L’ébéniste-sculpteur du passage Bourg-l’Abbé

Considéré comme le dernier ébéniste du centre de Paris Ivan Lulli a installé son atelier voilà plusieurs décennies non loin du quartier des Halles et à quelques pas de la rue Tiquetonne dans le passage Bourg-l’Abbé au N° 18 qui prolonge celui du Grand Cerf côté boulevard de Sébastopol. Tous ceux qui aiment le bois sont impressionnés par les diverses essences à disposition de notre ébéniste qu’il utilisera tôt ou tard sur son établi avec des outils les plus variés et des gabarits qu’il a lui-même dessinés.

Formé à l’école Boule, la référence en ce domaine, Ivan Lulli qui a grandi dans la quartier, son atelier est celui de son père d’origine qui y a exercé dès 1965 ses talents de décorateur. Désignant ce lieu comme son antre, Ivan Lulli travaille la matière, établit des devis et des factures, réalise des sculptures ou tout simplement dessine à l’ombre d’un gramophone. Certaines pièces de l’atelier attirent l’œil tel ce tour à bois encore en fonctionnement datant de la période Napoléon III.

D’une certaine façon, ce curieux endroit attire l’œil. Nombreux sont ceux qui s’arrêtent devant les vitrines, interloqués de trouver ce témoin du Paris d’autrefois et demandent à le visiter ! En décembre 2017 notre ébéniste fut ainsi le héros de l’émission « Paname » de France 3.

Ivan Lulli travaille essentiellement pour des particuliers et des architectes, restaure et réalise des meubles sur mesure dont les carcasses de sièges pendent au plafond. Il agence aussi des appartements. Il lui souligne qu’il lui appartient de « choisir les bois qui conviennent selon leur couleur, leur texture, leur solidité… » et insiste « …c’est un métier qui demande créativité, minutie et patience ». Entre artisan et artiste il n’existe ici aucune frontière, l’important est que la production soit appréciée des clients.

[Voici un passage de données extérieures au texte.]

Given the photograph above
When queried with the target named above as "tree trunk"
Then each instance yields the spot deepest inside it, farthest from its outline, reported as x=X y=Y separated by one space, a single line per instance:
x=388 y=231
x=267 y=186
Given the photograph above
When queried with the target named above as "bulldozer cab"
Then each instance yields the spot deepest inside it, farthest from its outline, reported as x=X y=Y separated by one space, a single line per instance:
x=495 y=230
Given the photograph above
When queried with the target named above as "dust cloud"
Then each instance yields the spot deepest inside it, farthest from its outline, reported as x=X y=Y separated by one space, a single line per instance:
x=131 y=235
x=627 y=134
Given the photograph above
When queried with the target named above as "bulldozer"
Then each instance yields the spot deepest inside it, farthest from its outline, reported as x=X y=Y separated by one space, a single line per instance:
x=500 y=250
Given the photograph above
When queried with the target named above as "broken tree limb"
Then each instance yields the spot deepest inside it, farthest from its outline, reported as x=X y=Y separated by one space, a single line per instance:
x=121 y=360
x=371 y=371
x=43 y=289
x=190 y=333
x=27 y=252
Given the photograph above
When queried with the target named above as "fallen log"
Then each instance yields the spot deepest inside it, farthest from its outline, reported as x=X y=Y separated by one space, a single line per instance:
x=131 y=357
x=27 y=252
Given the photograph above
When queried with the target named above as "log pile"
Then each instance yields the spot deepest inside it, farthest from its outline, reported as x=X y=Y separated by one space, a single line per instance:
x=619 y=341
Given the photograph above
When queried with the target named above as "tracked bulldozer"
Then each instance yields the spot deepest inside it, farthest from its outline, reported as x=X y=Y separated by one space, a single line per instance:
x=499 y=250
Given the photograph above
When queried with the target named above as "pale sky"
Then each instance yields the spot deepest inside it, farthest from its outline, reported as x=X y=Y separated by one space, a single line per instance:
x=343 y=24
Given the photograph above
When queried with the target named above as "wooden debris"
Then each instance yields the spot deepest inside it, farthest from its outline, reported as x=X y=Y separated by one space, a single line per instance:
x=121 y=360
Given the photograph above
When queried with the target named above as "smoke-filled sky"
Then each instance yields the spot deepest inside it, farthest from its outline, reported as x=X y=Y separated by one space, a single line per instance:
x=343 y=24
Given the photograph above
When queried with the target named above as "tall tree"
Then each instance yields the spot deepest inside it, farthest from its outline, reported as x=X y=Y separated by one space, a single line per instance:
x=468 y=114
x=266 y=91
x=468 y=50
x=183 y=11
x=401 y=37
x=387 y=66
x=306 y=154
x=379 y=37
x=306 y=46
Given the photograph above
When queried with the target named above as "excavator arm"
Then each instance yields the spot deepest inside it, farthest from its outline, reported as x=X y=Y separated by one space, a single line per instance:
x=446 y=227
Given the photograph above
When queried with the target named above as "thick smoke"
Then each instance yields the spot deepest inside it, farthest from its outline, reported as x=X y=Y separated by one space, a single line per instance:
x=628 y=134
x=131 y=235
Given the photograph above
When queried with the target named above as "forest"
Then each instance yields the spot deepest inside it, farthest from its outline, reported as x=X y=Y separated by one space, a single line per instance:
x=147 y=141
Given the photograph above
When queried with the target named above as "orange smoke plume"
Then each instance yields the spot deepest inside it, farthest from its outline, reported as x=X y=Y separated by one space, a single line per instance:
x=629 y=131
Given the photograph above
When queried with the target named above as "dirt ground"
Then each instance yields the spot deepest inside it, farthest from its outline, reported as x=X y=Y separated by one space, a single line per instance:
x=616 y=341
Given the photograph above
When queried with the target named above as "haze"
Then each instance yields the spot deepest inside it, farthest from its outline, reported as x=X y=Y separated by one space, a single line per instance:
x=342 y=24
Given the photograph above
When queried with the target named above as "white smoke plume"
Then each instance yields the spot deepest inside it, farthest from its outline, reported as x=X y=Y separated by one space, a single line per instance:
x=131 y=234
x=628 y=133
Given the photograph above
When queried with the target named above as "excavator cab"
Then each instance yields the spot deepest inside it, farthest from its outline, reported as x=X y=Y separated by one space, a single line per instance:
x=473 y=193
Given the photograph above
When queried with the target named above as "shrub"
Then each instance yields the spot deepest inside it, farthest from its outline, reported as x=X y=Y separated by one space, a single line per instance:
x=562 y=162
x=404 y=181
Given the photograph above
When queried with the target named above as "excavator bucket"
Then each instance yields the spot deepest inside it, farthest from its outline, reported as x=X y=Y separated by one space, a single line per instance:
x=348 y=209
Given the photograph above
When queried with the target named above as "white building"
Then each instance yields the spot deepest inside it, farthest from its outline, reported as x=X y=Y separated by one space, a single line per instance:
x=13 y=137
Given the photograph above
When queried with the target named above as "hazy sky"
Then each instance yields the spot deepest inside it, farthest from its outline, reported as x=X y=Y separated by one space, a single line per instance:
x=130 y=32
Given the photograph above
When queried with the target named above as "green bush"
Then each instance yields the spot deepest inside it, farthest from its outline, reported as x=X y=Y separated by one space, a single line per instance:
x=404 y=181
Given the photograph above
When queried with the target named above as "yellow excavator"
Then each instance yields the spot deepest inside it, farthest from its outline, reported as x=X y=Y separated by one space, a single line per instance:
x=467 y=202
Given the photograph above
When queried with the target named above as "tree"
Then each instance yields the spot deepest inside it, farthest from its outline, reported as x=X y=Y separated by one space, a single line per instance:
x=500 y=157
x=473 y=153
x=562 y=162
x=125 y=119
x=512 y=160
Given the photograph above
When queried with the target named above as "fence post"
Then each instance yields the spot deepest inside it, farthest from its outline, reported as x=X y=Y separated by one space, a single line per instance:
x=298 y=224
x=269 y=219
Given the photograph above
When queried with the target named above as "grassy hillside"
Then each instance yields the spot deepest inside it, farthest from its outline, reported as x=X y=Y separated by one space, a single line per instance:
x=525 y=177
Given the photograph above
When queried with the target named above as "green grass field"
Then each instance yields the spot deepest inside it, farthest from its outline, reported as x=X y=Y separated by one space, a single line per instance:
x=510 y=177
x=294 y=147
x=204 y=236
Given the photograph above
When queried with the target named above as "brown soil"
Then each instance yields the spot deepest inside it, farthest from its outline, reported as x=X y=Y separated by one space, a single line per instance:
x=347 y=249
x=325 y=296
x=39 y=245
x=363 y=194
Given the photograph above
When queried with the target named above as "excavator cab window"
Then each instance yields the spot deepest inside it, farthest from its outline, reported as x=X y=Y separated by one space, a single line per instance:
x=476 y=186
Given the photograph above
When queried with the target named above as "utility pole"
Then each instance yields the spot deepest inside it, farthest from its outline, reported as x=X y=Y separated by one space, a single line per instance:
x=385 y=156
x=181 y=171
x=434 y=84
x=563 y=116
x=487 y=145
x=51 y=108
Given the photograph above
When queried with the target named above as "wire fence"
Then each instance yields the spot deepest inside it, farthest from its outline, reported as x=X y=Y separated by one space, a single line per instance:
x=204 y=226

La question d’assurer le devenir de l’atelier est prégnante. « Préserver » est le maître mot. Faire classer l’atelier, avoir un successeur qui fera le même métier ou bien sera luthier voilà qui rassure l’occupant actuel…qui souhaite exercer son art le plus longtemps possible.

Rappelons que le passage Bourg-l’Abbé a été construit en 1828 par Auguste Lusson en même temps qu’un passage parallèle, le passage de Saucède. Ce dernier a été rasé lors du percement en 1854 de la rue de Turbigo. Le percement de la rue Palestro qui le longe désormais et l’aménagement du boulevard Sébastopol causèrent l’amputation d’une partie du passage Bourg-L’Abbé qui fut aussi endommagé par un incendie …Très prisé en son temps celui-ci essaie de maintenir en son sein quelques commerces et activités. Il a été partiellement rafraîchi ces dernières années. Si les luminaires ne sont pas en harmonie avec l’environnement, le baromètre rond sous la verrière arrondie est intéressant comme l’est le portail construit par Blondel avec ses deux cariatides (le Commerce et l’Industrie ) sculptées par Aimé Millet l’auteur de la statue de Vercingétorix commandée par Napoléon III pour le site d’Alésia.